Saisonarbeitskräfte in der Landwirtschaft: Drohende Nachzahlungen sind Vergangenheit

Landwirte stellen häufig erst durch eine spätere Betriebsprüfung der Deutschen Rentenversicherung fest, dass ihre Saisonkräfte die Zeitgrenzen für kurzfristig Beschäftigte bei einem anderen Arbeitgeber bereits überschritten hatten. Sie müssen dann Sozialversicherungsbeiträge nachzahlen. Das ändert sich jetzt.

Die Deutsche Rentenversicherung prüft über einen Betrachtungszeitraum von mindestens vier Jahren bei einer Betriebsprüfung, ob Saisonarbeiter die jeweils geltenden Zeitgrenzen (siehe Kasten) eingehalten haben. Hatten sie diese bei einem vorherigen Arbeitgeber bereits ausgeschöpft, muss der geprüfte Arbeitgeber Sozialversicherungsbeiträge nachzahlen. „Je nach Anzahl der geringfügig Beschäftigten eines Betriebs und für einen Zeitraum von bis zu vier Jahren kann das eine erhebliche Summe sein“, sagt Adelheid Holme, Rechtsanwältin bei Ecovis in Landshut. Da der Beitragsabzug gesetzlich auf die nächsten drei Lohnzahlungen des laufenden Arbeitsverhältnisses beschränkt ist, kann der Landwirt den Arbeitnehmeranteil vom Arbeitnehmer nicht zurückfordern. „Auch Schadensersatzansprüche gegenüber einer ausländischen Saisonarbeitskraft geltend zu machen, ist praktisch unmöglich“, erklärt Holme.

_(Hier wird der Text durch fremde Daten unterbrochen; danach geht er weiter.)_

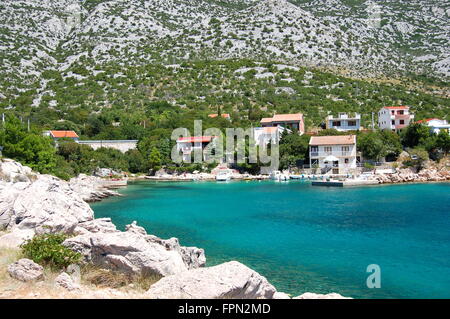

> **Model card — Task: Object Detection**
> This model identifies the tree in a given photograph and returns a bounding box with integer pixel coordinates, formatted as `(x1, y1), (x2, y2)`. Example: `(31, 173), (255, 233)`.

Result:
(0, 118), (56, 173)
(401, 123), (431, 148)
(378, 130), (402, 157)
(125, 150), (145, 173)
(148, 147), (161, 171)
(357, 132), (387, 161)
(280, 131), (310, 169)
(436, 130), (450, 155)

Lösung für Arbeitgeber in Sicht

Meldet ein Arbeitgeber eine Saisonkraft an, muss er ab 1. Januar 2022 mitteilen, wo die Saisonkraft krankenversichert ist. Im Gegenzug muss die Einzugsstelle mitteilen, ob für die beschäftigte Person aktuell oder zuvor im laufenden Kalenderjahr geringfügige Beschäftigungen bestehen oder bestanden haben. Das ist seit 1. Januar 2022 für die Einzugsstellen verpflichtend.

„Diese neue Regelung ist positiv für Landwirte. Der Personaleinsatz wird dadurch planbarer, und die Arbeitgeber können sich sicher sein, dass der Sozialversicherer später keine Nachzahlungen fordert“, sagt Holme. Einen Wermutstropfen gibt es aber doch: Liegen der Einzugsstelle bereits vorherige Meldungen eines anderen Arbeitgebers vor und überschreitet die geplante Tätigkeit die geltende Zeitgrenze, ist die Saisonarbeitskraft ab dem Zeitpunkt der Rückmeldung durch die Einzugsstelle sozialversicherungspflichtig anzumelden. Dadurch ergeben sich weitaus höhere Belastungen durch die zu zahlenden Gesamtsozialversicherungsbeiträge, als wenn ein sozialversicherungsfreies Beschäftigungsverhältnis vorliegt.

„Landwirtschaftliche Arbeitgeber sollten ihre Saisonarbeitsverträge überprüfen lassen“, rät Holme. Im Vertrag ist festzuhalten, dass sie sich von Beschäftigten trennen können, wenn diese zu Beginn ihres kurzfristigen Beschäftigungsverhältnisses nicht angeben, ob sie davor schon in einem kurzfristigen Arbeitsverhältnis standen.

Gut zu wissen: Zeitgrenzen für kurzfristig Beschäftigte

  • Seit 1. Januar 2015 galt die Grenze von drei Monaten oder 70 Arbeitstagen.
  • Vom 1. März bis zum 31. Oktober 2020 galten fünf Monate oder 115 Arbeitstage.
  • Vom 1. März bis zum 31. Oktober 2021 waren es vier Monate oder 102 Arbeitstage.

Ob der Gesetzgeber die Zeitgrenzen für 2022 erneut ausweitet, ist noch nicht bekannt.